How Did I Make My Doodle Predicting Server

This is a documentation about the server part of my Thesis project, a game played by doodling. In the game, you can create everything in your mind, via doodling. It’s like Scribblenauts, but instead of typing the name of an item, you draw it.

In the beginning, I thought Google could provide an API for people to classify doodles, but after Googling around, I found out they don’t. However, the good news is that they open sources the whole database and have a tutorial about how to build your classifier.

So, I made my classifier, and here is how.

My source code: Github

An online client end to test the server : Here
I’m not a specialist in Machine Learning, so I borrowed some of codes and model from other people. I’m listing all my references later.

Step 0, planing.

  • I need a model running somewhere, which can take an image or strokes of a doodle as input, the output the prediction.
  • I guess this is hard to be done inside Unity for me since the mainstream ML solutions are based on Python.
  • So this will probably live in a Linux server running in the cloud. Then I need to wrap it into an API and request it in Unity.

Step 1, Tensorflow and model.

Luckily, Kaggle started a competition of training Quick Draw models, and a lot of best programmers participated and shared their solutions, along with their code and models. Then I read the notebook of the No.1 solution and stole his model.

Reference: His Kaggle notebook

His solution:

  1. Load Keras and the pre-trained Mobilenet model.
  2. Read the dataset, and draw those doodles by drawing strokes on canvas by OpenCV.
  3. Re-train Keras’s Mobilenet by those doodles to get a new weight.
  4. Some functions to test and visualize the performance of his new model.

To quick test whether his solution works for me or not, I first downloaded his weight file model.h5, and copy/pasted his functions for preparing pictures.

Note: his model was trained on pictures with a black background and white strokes.

My environment: Python 3.5.5, Tensorflow 1.13.1.

1. Now, create a

As a Python tradition, import a hell load of things into this script, though you don’t need some of them.
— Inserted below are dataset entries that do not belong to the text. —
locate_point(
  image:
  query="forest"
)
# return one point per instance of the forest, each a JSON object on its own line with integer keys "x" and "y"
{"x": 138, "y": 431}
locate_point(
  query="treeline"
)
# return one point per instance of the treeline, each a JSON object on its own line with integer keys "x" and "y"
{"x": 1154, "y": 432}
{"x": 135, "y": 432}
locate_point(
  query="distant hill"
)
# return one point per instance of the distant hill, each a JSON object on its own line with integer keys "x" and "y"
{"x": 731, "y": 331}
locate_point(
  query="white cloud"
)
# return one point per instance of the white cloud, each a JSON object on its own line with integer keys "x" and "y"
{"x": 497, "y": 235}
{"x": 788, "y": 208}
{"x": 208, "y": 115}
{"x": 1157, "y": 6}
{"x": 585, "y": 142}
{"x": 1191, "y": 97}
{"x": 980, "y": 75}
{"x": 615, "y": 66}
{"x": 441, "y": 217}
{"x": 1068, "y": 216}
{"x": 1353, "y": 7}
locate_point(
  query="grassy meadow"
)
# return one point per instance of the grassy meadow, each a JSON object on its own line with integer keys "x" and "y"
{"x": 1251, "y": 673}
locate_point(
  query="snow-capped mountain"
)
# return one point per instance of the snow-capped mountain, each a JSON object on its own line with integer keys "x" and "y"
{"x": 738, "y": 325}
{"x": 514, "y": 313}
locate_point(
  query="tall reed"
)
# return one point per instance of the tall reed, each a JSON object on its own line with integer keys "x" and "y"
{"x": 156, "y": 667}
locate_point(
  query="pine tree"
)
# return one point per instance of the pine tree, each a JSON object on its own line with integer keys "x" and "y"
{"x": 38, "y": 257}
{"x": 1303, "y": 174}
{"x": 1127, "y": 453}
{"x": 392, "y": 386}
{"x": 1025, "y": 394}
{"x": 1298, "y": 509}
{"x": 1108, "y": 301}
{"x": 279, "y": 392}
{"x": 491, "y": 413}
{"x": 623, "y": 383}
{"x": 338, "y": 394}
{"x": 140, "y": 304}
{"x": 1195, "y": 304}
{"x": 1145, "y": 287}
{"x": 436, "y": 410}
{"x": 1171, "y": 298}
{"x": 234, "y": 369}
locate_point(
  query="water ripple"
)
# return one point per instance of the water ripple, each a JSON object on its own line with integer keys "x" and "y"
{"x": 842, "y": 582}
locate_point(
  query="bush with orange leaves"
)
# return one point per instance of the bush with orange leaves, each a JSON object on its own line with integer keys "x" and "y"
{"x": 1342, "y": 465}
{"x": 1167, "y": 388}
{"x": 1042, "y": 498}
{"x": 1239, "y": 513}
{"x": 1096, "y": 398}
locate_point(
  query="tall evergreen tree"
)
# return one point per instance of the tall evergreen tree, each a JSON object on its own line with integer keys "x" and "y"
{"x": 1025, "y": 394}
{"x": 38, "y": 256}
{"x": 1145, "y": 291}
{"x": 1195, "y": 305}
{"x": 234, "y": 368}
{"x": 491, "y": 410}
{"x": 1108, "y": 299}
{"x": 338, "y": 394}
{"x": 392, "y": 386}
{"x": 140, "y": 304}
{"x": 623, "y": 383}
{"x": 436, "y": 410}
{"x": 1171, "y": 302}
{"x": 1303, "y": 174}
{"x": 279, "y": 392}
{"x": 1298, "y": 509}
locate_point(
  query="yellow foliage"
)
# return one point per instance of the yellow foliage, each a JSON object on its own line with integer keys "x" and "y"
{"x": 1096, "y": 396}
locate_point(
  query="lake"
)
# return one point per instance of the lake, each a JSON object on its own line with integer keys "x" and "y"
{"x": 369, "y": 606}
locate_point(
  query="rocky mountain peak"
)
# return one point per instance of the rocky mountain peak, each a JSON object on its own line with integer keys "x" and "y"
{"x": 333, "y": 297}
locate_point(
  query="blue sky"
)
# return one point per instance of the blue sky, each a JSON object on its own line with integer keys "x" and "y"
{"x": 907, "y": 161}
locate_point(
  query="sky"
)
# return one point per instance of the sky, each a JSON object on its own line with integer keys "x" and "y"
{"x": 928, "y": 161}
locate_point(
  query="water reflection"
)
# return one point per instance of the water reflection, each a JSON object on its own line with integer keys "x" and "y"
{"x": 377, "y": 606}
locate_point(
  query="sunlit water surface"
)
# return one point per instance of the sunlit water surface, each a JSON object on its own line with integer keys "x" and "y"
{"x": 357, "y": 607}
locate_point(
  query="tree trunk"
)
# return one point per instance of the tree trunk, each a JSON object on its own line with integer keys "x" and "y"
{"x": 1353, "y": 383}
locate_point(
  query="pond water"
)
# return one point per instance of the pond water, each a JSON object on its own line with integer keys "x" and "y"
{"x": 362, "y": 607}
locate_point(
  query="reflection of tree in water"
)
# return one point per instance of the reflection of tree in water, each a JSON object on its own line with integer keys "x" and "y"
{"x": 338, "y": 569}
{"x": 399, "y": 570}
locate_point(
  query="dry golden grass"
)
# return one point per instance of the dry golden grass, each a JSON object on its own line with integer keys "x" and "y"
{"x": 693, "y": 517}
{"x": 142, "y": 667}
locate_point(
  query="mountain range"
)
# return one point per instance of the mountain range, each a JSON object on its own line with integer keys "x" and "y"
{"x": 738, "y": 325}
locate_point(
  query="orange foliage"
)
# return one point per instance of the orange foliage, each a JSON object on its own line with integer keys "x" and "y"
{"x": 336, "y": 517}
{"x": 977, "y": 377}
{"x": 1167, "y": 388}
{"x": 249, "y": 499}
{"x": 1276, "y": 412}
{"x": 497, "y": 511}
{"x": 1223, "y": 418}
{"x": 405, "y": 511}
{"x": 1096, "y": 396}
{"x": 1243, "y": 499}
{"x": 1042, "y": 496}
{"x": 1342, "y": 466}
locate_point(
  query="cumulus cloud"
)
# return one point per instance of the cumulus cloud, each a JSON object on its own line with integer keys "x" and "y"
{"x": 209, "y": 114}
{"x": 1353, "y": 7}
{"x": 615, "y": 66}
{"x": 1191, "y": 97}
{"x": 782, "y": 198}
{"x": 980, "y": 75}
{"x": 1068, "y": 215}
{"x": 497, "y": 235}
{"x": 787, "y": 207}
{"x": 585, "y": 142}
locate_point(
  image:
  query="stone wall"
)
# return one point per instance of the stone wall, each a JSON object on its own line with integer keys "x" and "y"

from IPython.core.interactiveshell import InteractiveShell
InteractiveShell.ast_node_interactivity = "all"
import os
import json
import datetime as dt
import cv2
import base64
import io
from PIL import Image
import pandas as pd
import numpy as np
import tensorflow as tf
from tensorflow import keras
from tensorflow.keras.layers import Conv2D, MaxPooling2D
from tensorflow.keras.layers import Dense, Dropout, Flatten, Activation
from tensorflow.keras.metrics import categorical_accuracy, top_k_categorical_accuracy, categorical_crossentropy
from tensorflow.keras.models import Sequential
from tensorflow.keras.callbacks import EarlyStopping, ReduceLROnPlateau, ModelCheckpoint
from tensorflow.keras.optimizers import Adam
from tensorflow.keras.applications import MobileNet
from tensorflow.keras.applications.mobilenet import preprocess_input
from tensorflow.keras import backend as K

Core libraries:
1. numpy and panda, for preparing raw data.
2. cv2 AKA OpenCV, for preparing pictures.
3. tensorflow and keras.

2. Now, some variables.

No need to understand them now, let’s talk about them when we use them.

NCSVS = 100
NCATS = 340

def top_3_accuracy(y_true, y_pred):
    return top_k_categorical_accuracy(y_true, y_pred, k=3)

STEPS = 800
size = 64
batchsize = 680

3. Load and compile the model and weight, and create our session and graph

Let’s put the model.h5 inside ./model/. This model.h5 is not the model, is only a weight of Mobilenet, we need to load it after we load Mobilenet.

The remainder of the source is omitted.